Мастер Ляожань уже успел отойти ко сну, когда Чан Гэн стремительно ворвался в его обитель. Порывом холодного ветра свитки со священным писанием сбросило со стола. Монах испуганно на него вытаращился.

Глаза у Чан Гэна слегка покраснели. Он присел и попросил:

— Нальете мне чаю?

Ляо Жань набросил монашеское одеяние, спокойно извлек из ветхого деревянного шкафа пригоршню завернутых в бумажный пакет листьев чая кудин и поставил греться воду.

Несмотря на то, что в храме были сильные сквозняки, а чашки и чайник были треснутые, монах с легкостью вскипятил воду и заварил чай. Движения его поражали аккуратностью и беззвучием. Он не смотрел Чан Гэну в глаза. Комнату заволокло густым белым паром, напоминавшим о ревущих двигателях в железной броне. Когда пар достиг потолка, то конденсат превратился в капли воды. По змеевику и специальным трубочкам они стекли в небольшую чашу. Кап. Кап.

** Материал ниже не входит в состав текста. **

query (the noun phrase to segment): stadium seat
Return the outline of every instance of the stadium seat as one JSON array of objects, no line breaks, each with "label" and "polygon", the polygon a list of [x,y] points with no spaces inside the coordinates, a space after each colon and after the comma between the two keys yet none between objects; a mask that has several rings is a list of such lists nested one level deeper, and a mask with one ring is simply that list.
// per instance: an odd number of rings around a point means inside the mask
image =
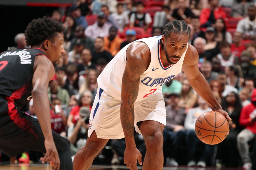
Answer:
[{"label": "stadium seat", "polygon": [[151,0],[149,3],[150,6],[162,6],[164,5],[163,0]]},{"label": "stadium seat", "polygon": [[221,7],[221,8],[226,13],[227,17],[228,18],[229,18],[230,17],[230,15],[231,14],[231,11],[232,11],[232,9],[230,8],[224,6]]},{"label": "stadium seat", "polygon": [[87,15],[85,17],[85,19],[87,21],[88,25],[92,25],[95,23],[97,19],[97,16],[96,15]]},{"label": "stadium seat", "polygon": [[148,13],[151,17],[154,16],[155,13],[157,11],[161,11],[162,10],[161,7],[157,6],[148,6],[145,7],[144,9],[144,12]]},{"label": "stadium seat", "polygon": [[237,24],[238,22],[242,18],[229,18],[226,20],[226,27],[228,28],[236,28],[236,25]]}]

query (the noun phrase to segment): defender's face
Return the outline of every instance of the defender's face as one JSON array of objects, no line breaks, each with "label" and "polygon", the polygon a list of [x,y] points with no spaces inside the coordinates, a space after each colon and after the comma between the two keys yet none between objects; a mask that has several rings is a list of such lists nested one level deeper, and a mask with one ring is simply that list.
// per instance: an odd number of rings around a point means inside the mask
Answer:
[{"label": "defender's face", "polygon": [[60,58],[65,52],[63,46],[64,39],[62,34],[60,33],[58,33],[57,34],[57,36],[54,38],[52,42],[49,41],[47,52],[50,60],[54,63],[59,62]]},{"label": "defender's face", "polygon": [[188,42],[188,35],[171,33],[168,37],[162,37],[164,54],[168,62],[176,64],[186,51]]}]

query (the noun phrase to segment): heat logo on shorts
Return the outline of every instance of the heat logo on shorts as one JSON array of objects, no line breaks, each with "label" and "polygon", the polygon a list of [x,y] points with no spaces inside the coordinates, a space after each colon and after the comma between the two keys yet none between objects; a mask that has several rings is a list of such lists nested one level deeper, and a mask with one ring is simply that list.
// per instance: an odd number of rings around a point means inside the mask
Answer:
[{"label": "heat logo on shorts", "polygon": [[154,87],[162,86],[174,78],[175,75],[172,75],[164,78],[156,78],[153,79],[150,77],[147,77],[143,78],[140,82],[147,86]]}]

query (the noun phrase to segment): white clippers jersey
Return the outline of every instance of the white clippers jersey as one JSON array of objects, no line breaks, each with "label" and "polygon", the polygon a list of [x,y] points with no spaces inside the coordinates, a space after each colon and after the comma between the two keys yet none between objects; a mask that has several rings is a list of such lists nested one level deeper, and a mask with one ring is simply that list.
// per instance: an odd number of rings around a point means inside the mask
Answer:
[{"label": "white clippers jersey", "polygon": [[[135,41],[145,43],[148,46],[151,54],[149,65],[140,76],[136,101],[149,96],[157,89],[162,91],[162,86],[173,78],[181,70],[188,44],[186,51],[177,63],[164,67],[162,63],[160,52],[161,37],[161,36],[156,36]],[[126,62],[126,51],[131,43],[125,46],[116,55],[97,79],[100,88],[110,96],[120,100],[122,78]]]}]

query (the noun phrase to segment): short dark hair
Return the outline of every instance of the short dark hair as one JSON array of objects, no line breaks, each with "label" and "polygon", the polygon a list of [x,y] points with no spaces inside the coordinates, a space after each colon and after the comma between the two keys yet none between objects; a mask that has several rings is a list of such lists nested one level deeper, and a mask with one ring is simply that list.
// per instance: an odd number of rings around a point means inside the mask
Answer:
[{"label": "short dark hair", "polygon": [[39,45],[45,40],[53,42],[57,33],[64,29],[62,25],[53,19],[44,17],[33,19],[25,31],[25,36],[28,46]]},{"label": "short dark hair", "polygon": [[167,24],[164,27],[163,34],[167,37],[172,33],[188,35],[190,37],[190,28],[183,20],[173,20]]},{"label": "short dark hair", "polygon": [[229,47],[230,48],[230,44],[228,43],[228,41],[226,40],[224,40],[220,42],[219,44],[219,48],[220,49],[222,48],[223,47]]}]

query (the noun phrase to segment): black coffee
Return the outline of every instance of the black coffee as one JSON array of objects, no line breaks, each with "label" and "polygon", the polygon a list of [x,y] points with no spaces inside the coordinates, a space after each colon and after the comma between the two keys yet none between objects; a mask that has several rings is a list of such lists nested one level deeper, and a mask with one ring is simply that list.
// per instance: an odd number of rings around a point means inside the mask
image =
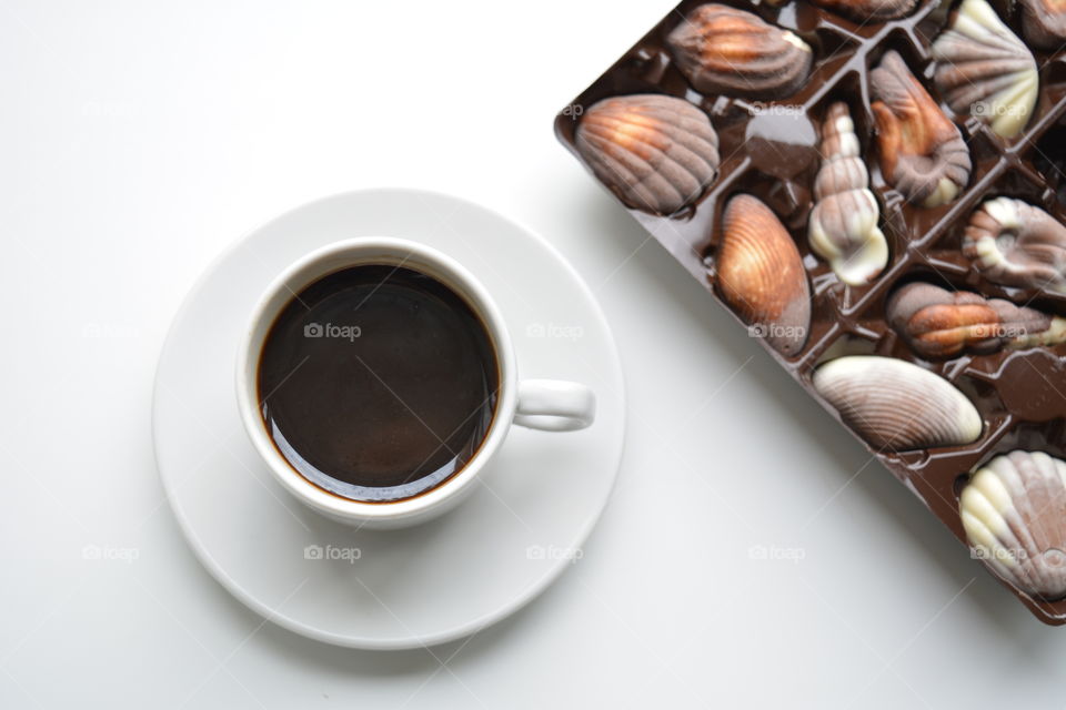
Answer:
[{"label": "black coffee", "polygon": [[259,364],[274,445],[304,478],[354,500],[410,498],[477,452],[496,403],[489,333],[439,281],[354,266],[278,316]]}]

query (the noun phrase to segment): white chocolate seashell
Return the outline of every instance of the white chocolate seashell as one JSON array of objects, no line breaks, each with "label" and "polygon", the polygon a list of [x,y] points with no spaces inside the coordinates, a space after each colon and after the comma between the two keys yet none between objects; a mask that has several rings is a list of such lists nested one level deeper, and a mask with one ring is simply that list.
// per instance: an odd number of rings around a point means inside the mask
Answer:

Чан Гэн внимательно наблюдал за происходящим. Пар превратился в воду. Из старого глиняного горшка жидкость попала в небольшую чашу из лакированной кожи под крышей скромного жилища монаха. Чан Гэн медленно выдохнул. Его встревоженное сердце, похожее на кипящую воду, наконец успокоилось.

Мастер Ляо Жань приготовил чарку горячего Кудин и поставил ее прямо перед Чан Гэном.

Тот уже по запаху вспомнил, насколько горек этот чай.

— Большое спасибо, — Чан Гэн принял чарку чая. Окоченевшие за время езды на холодном ночном ветру пальцы немного согрелись. Он сделал маленький глоток. Чай был настолько горьким и горячим, что язык онемел. Чан Гэн печально усмехнулся. — В последнее время я сильно устаю, легко теряю самообладание и не могу сдержать Кость Нечистоты. Какой позор.

Глядя на него, Ляо Жань показал на языке жестов: «Запад всегда умело использовал наши слабости для атаки, но сейчас они выбрали неподходящий момент. Это говорит о том, что насколько рьяно они бы не сражались, их силы на пределе. Главнокомандующий Гу умело вел боевые действия на четырех концах страны. Что уж говорить об одном фронте в Лянцзяне? Как только достроят железную дорогу, можно будет за один день легко перебросить огромное количество солдат и оружия из столицы в Цзянбэй и наоборот. С имеющимися у нас запасами цзылюцзиня, если повезет, через год-два мы полностью вернем оккупированные врагом земли. Что же беспокоит Ваше Высочество?»

Звучало вполне здраво. Чан Гэн сам прекрасно все понимал, но что-то его тревожило.

— А Цао Чуньхуа сейчас случайно не с господином Ду? — прошептал Чан Гэн. — Это совсем недалеко от Лянцзяна. Пусть проведает маршала вместо меня... Или я чуть позже напишу письмо и назначу Цао Чуньхуа на какую-нибудь должность в армии. Там его дар перевоплощения пригодится больше, чем господину Ду. Пусть отправляется на передовую.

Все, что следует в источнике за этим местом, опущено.